Corsair Gaming (CRSR -2.46%) is navigating through a very challenging environment. The combination of supply disruptions, inflation, and challenging year-over-year growth comparisons with the stay-at-home environment in early 2021 has created a perfect storm of declining revenue and profits.
Year to date, the stock price has fallen 26%, which doesn't seem that bad considering that revenue has dropped 34% through the first half of the year. Falling revenue has Wall Street worried about the health of the gaming market, which has sent the stock down to deep value territory.
Looking across the industry, interest in video games is still strong. Top game producers Electronic Arts and Take-Two Interactive have reported healthy numbers with respect to their top games recently. Most telling is that viewership on Amazon's Twitch, where people can watch esport events and others play video games, is still holding at the heightened levels from 2020.
The root cause of Corsair's problems goes back to supply shortages and low consumer appetite to pay higher prices for PC components. Supply shortages have caused massive inflation in selling prices for graphics processing units (GPUs), which has kept many gamers from buying new parts to upgrade their gaming rigs.

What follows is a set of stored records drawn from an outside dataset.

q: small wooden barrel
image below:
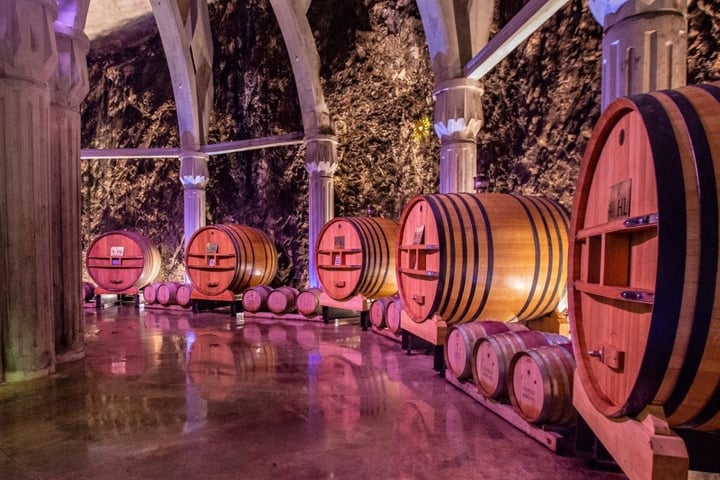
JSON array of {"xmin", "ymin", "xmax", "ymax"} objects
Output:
[
  {"xmin": 397, "ymin": 193, "xmax": 568, "ymax": 324},
  {"xmin": 368, "ymin": 297, "xmax": 392, "ymax": 330},
  {"xmin": 568, "ymin": 84, "xmax": 720, "ymax": 431},
  {"xmin": 508, "ymin": 343, "xmax": 575, "ymax": 425},
  {"xmin": 175, "ymin": 283, "xmax": 192, "ymax": 307},
  {"xmin": 315, "ymin": 217, "xmax": 398, "ymax": 301},
  {"xmin": 242, "ymin": 285, "xmax": 272, "ymax": 312},
  {"xmin": 143, "ymin": 282, "xmax": 162, "ymax": 305},
  {"xmin": 445, "ymin": 320, "xmax": 527, "ymax": 379},
  {"xmin": 472, "ymin": 330, "xmax": 570, "ymax": 398},
  {"xmin": 185, "ymin": 224, "xmax": 277, "ymax": 297},
  {"xmin": 157, "ymin": 282, "xmax": 182, "ymax": 305},
  {"xmin": 82, "ymin": 282, "xmax": 95, "ymax": 302},
  {"xmin": 85, "ymin": 230, "xmax": 161, "ymax": 293},
  {"xmin": 268, "ymin": 287, "xmax": 299, "ymax": 313},
  {"xmin": 385, "ymin": 297, "xmax": 402, "ymax": 337},
  {"xmin": 295, "ymin": 288, "xmax": 322, "ymax": 317}
]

This has hurt sales of system components from Corsair Gaming, such as memory chips, that are often upgraded along with a new GPU.
During the company's second-quarter earnings call, management mentioned upcoming new products that could help the business return to growth entering 2023. Looking ahead to the next five years and beyond, investors could be looking at big gains off these lows once the issues impacting sales start to normalize.
New products could stimulate a Corsair turnaround
Corsair Gaming is not immune to a recession, but one thing going for it is that most of its business is targeted at the premium market for gaming peripherals and system components. Players shopping for quality products are not going to be as price sensitive.
Corsair recently unveiled a new premium gaming notebook -- the A1600 Voyager streaming laptop -- in partnership with Advanced Micro Devices. The Voyager is launching at a retail price of $2,699, but even at that steep price, management expects to drive strong sales of its pre-built gaming platforms once shipments begin in the third quarter.
In the past, most of Corsair's sales have come from players upgrading their PCs, but the gaming laptop market has been the fastest-growing area in gaming platforms. The Voyager is an opportunity to further penetrate this attractive opportunity and perhaps welcome new enthusiasts to the hobby.
Partnering with AMD, a leading supplier of gaming hardware chips, could help Corsair gain share of the gaming laptop market. Over the next 10 years, the market value of gaming laptops is expected to increase 4.5% per year to reach $18.4 billion.
The growth in gaming laptops corresponds with the growing interest in video games. IDG Consulting estimates that the video game industry should grow from $221 billion in 2021 to $282 billion by 2026.
Looking ahead to next year, the health of the gaming market and the launching of new products have management feeling optimistic. During the Q2 earnings call, founder and CEO Andy Paul said that spending is higher now than before the pandemic in almost every category. "This all leads to [our] being very encouraged for an exciting 2023 and continued growth," Paul said.
Corsair stock offers a tempting value
There are several reasons to believe Corsair is navigating through the worst right now and that better days are right around the corner. Next year could see a return to growth, but that still depends on how long the current headwinds with inflation and supply shortages linger in the months ahead. No one knows for certain when those problems will end.
Management expects full-year revenue to be down approximately 24% over 2021. This is lower than the previous forecast issued in the first quarter earnings report. That moving target reflects excess inventory that is still in the retail channel, which could take some time to sell through before Corsair can return to growth.
The stock is currently 69% off its all-time high, which points to lots of upside once business improves. At a price-to-earnings ratio of 10 based on 2021 adjusted earnings, the stock offers tremendous value. If you're patient enough to hold shares for at least five years, I believe there are good chances of doubling your money.